Prior to Gartner, I was responsible for enterprise networks and what I worried about primarily was uptime. However, the industry has changed quite a bit over the past few years so I posed the following question to several current network folks: “What Keeps you up at night (from a network perspective)?” They had some interesting answers, although uptime was still tops…
Network Solutions Architect for a Consulting/Managed Services Firm:
Security issues on the network. Lack of proper design, as in zero trust, between zones. Old school thought process of InfoSec being separate from Networking keeps a lot of bad designs on the table. Also makes support a nightmare or over the fence type of issues.
My take: Ok, so one vote for network security and culture. We call this organizational misalignment and it is certainly a worst practice that we’ve written about: “…networking and security teams are not well-aligned and not collaborating as well as the company needs or expects. Engineering and/or architecture teams from security and network disciplines are thus under different reporting structures, and they sometimes do not reach a common leader until the CIO.” Further, security zoning is hard…Over-segmentation is bad…but wait, so is under-segmentation, and we have blogged/published about “Hazardous network segmentation” as a worst network security practice also. We do answer the question of “What security zones should we utilize to protect our enterprise?” in this published research: Decision Point for Postmodern Security Zones.
Network Architect from the Banking/Financial Industry:
Have I done enough to ensure technical staff are equipped to deal with what’s deployed?
My take– Kudos for getting beyond just “uptime” and focusing on one of the key root causes of network downtime, which is manual configuration error (often lead by undertrained staff). Also, I agree that networks are complex, and we’ve written about complexity and the accrual of technical debt as a worst practice. Summary: ½ vote for training and a ½ vote for uptime.
Information Systems Manager from the Retail Industry:
Depends on the day. Right now? Carrier routing changes! Took down two locations this month! Nasty to troubleshoot.
My Take: I’m still waiting to meet a network practitioner who loves their carrier. Another vote for uptime. Upstream failures in the carrier’s network are always challenging, especially when the local BGP session stays up. Diverse transport and newer path selection algorithms with application-level monitoring can help, which is driving interest in, and adoption of SD-WAN.
Network Manager from the Retail/Hospitality Industry:
That used to be a loaded question for me. Now all the little things that used to fall in to that category and sometimes equaled a bigger problem have faded in order to make room for many engineers’ worst nightmare in todays ‘new IT world order’; loss of control. In my case, that loss of control comes in the form of wide spread regional carrier outages and highly visible public facing outages of services living in the *aaS abyss. Now the first, I can handle. I just put on my parachute and jump in to the fire and let DMVPN over LTE do its thing from a branch perspective. Or from an on-prem datacenter perspective, I simply route around the problem. The second, well… The *aaS providers will tell you that outages will be a thing of the past. “Just move everything to the cloud and your life will be so much easier” they say. Not the case. Although I’m always thinking and creating contingency plans to work around these issues, the next looming revenue impacting outage lives with me daily.

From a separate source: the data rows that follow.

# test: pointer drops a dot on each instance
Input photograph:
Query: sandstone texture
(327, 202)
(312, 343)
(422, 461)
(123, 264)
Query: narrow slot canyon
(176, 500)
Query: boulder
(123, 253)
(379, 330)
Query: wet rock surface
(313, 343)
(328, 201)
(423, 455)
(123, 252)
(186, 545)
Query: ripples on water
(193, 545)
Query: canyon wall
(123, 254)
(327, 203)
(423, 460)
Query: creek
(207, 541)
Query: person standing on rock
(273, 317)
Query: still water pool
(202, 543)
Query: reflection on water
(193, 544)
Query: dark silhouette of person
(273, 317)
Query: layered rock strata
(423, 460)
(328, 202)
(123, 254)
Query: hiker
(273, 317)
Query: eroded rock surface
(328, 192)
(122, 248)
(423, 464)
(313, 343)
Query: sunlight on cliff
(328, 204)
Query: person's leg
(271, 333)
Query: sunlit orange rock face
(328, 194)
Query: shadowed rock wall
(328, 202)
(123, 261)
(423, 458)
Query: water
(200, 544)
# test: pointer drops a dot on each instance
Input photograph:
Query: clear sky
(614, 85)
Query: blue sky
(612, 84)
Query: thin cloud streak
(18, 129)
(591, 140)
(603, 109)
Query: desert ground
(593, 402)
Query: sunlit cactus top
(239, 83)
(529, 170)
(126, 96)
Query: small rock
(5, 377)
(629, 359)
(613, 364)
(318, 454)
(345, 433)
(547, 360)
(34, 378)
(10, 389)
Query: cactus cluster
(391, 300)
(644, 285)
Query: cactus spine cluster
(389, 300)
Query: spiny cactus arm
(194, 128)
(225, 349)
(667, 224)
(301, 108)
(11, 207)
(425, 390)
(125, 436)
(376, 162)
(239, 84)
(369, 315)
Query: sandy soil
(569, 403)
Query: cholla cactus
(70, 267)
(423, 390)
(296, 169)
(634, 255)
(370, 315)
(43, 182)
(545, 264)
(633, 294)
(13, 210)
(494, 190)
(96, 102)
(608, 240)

My Take: You had me at “DMVPNoLTE”. Yet another vote for uptime. The cloud doesn’t fix everything (and neither does SDN). In all seriousness, I’ve heard this sentiment before and can see how this is unnerving to network folks…While you no longer “own” your network infrastructure you’re still responsible for performance and availability of the applications that your users access. Congratulations, “cloud broker” has been added to your list of responsibilities. The only fix to this is good ole fashion network design, including optimizing your network for the cloud and applying general best practices to avoid network downtime, while simultaneously avoiding worst practices.